More importantly, the change meant many publishers would not be able to make money by displaying sponsored content facilitated by Medium, which was one of the reasons why many Publishers had jumped aboard the Medium train. 

Andy Hunter, the founder of Electric literature, a site that had migrated to Medium earlier, pointed out there had been no official communication with publishers before Evan made the announcement,

“There’s been no official communication. I’m sure Electric Literature will be fine, but I certainly doubt the in-network ad revenue will reach the levels that they originally projected.” 

The establishment, a publisher which was set to announce it had migrated to Medium was also left surprised. Instead, Kelley Calkins, co-founder of The establishment wrote a post titled Unexpected News From the Establishment

Our launch day, today, was scheduled in early December. We received news of Medium’s pivot and attendant downsizing when the rest of the world did, around noon. At this time, this is, literally, all we know” 

Around three months after the layoffs, Evan Willaims finally settled for the subscriptions as Medium’s Business Model, launching a $5 per month subscription membership for readers in March 2017, a model it has stuck to since then.

In what seemed like a good way to placate the annoyed publishers, Evan Williams said, “We will be routing 100% of the revenue from founding members (those who sign up in the first few months) to writers and independent publishers. 

Yet post Medium’s subscription announcement, several publishers like Pacific Standard and Film School Rejects left the platform. 

In August 2017, Medium announced that they had switched the subscription paywall from a “no access” to a “metered” one, meaning non-members would also be able to read a limited number of stories every month.

Writers would get paid based on claps, which is essentially Medium’s version of likes.

To make Medium’s subscription more attractive, Medium also added content from “premium publishers” like the Financial Times, The New York Times, The Economist, The Atlantic, Forbes & New York. Unlike other Medium writers who were to be paid based on claps, these premium publishers are paid flat fees per article upfront.

A year after Medium’s subscription was launched, Evan Williams shared a graph highlighting how Medium’s subscription offering had fared since launch.

A month after Evan shared subscription growth numbers, Medium abruptly cancelled the membership program of its 21 remaining subscription publisher partners; a feature Medium had rolled out in 2016, which allowed publications to sell individual paid memberships.

Basil Enan, Medium’s head of partnership, said, “The primary reason for discontinuing this feature is that it creates confusion among paying Medium members who do not have access to certain stories that are locked only for subscribers of a specific publication.”

After settling for the subscription-based mode, Medium has constantly made upgrades to the program and also added features to make Medium more lucrative to writers.

In October 2019, Medium updated their methodology for calculating writer earnings to improve how writers get paid. In a blog post announcing the same, Medium informed,

“Instead of paying based on claps as the main signal, we will now reward stories primarily based on reading time, which we’ve seen to be a closer measure of quality and resonance with readers.”

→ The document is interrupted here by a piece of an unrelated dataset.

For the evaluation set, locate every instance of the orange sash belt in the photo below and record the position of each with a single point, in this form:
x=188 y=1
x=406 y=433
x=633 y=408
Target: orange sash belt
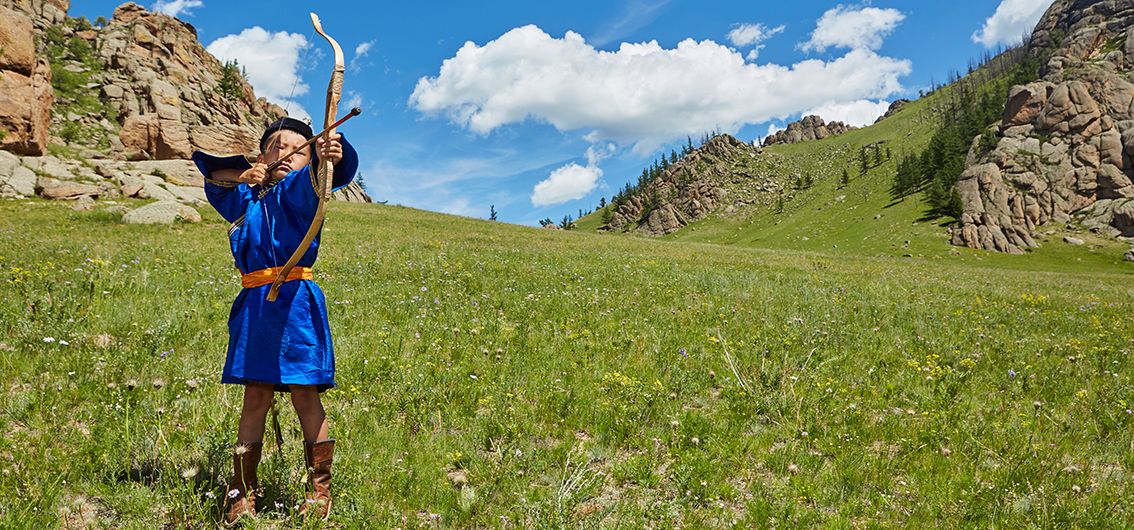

In June 2020, Medium added support for Newsletters. With this new feature, all publications can directly to reach out to their subscribers in their inbox. Later, Medium also added the capability to export this list off Medium, if writers wanted to do that.

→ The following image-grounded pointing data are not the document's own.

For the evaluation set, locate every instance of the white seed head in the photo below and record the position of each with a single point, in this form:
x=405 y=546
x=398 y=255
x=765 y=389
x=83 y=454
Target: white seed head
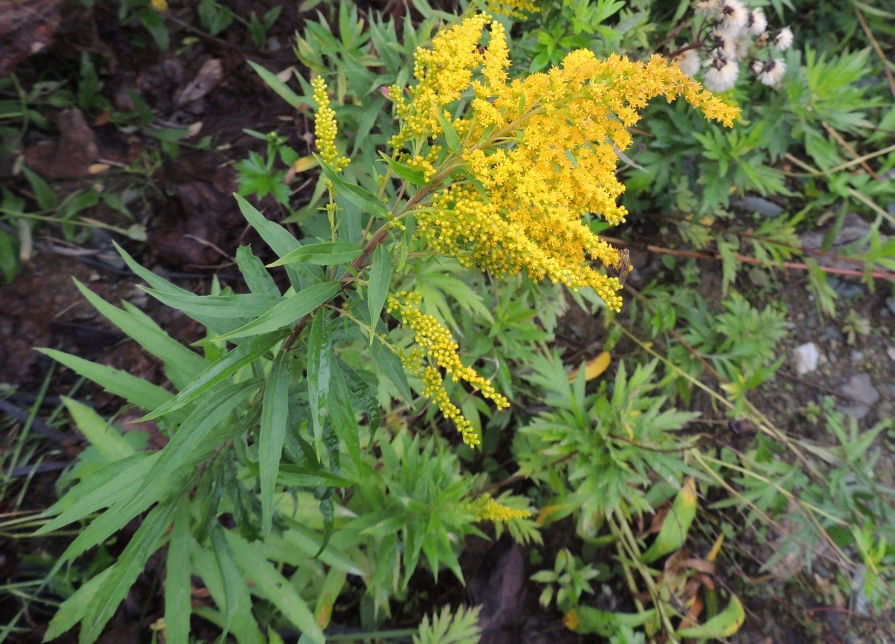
x=757 y=22
x=689 y=62
x=733 y=17
x=721 y=75
x=773 y=71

By August 2020, Medium had reached a milestone of 1.25 billion pageviews.

Medium Page View Growth from 2013 to 2020
Source: Medium

In the beginning of 2021, Medium also added support for custom domains, an old feature that was put on pause due to technical difficulties and lack of prioritization.

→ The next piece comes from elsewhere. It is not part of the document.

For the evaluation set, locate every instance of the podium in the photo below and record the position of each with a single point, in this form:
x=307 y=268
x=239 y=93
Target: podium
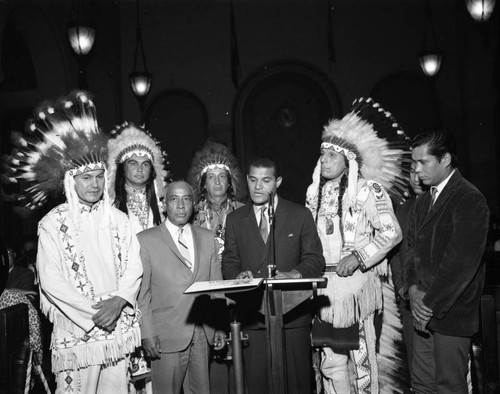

In August 2021, Medium announced a major update to their partner program. While earlier writers were given a portion of the member’s subscription fee on the basis of reading time, they would now also be able to make money by referring their readers to Medium’s $5 monthly subscription plan. Under this referral scheme, writers would get paid half of the membership fee of the person they reffered, net of standard payment processor fees, for as long as they remain a member. Up until the new referral announcement, Medium had paid $28 million to writers participating in the Medium partner program.

Towards the end of 2021, Medium made two acquisitions: Knowable(an audio-first learning company) & Projector(a multimedia design platform).

To reiterate Medium’s Business Model, Medium makes money from selling subscriptions in exchange for unlimited access to Medium. The subscription can be bought for either 5 dollars per month or 50 dollars per year. Medium shares a portion of its subscription earnings with writers.

Since Medium is a private company, it is not obliged to share revenue or profitability numbers. But we can still try to make a rough estimate. According to Axios, Medium had 725k subscribers as March 2021. If we were to assume that 50% of the subscribers are subscribed to 5 dollar monthly plan and 50% of them are subscribed to 50 dollar annual plan, the estimated revenue comes to around $40 million.

Considering Medium has raised $163 million, its seems like the platform is yet to turn in a profit.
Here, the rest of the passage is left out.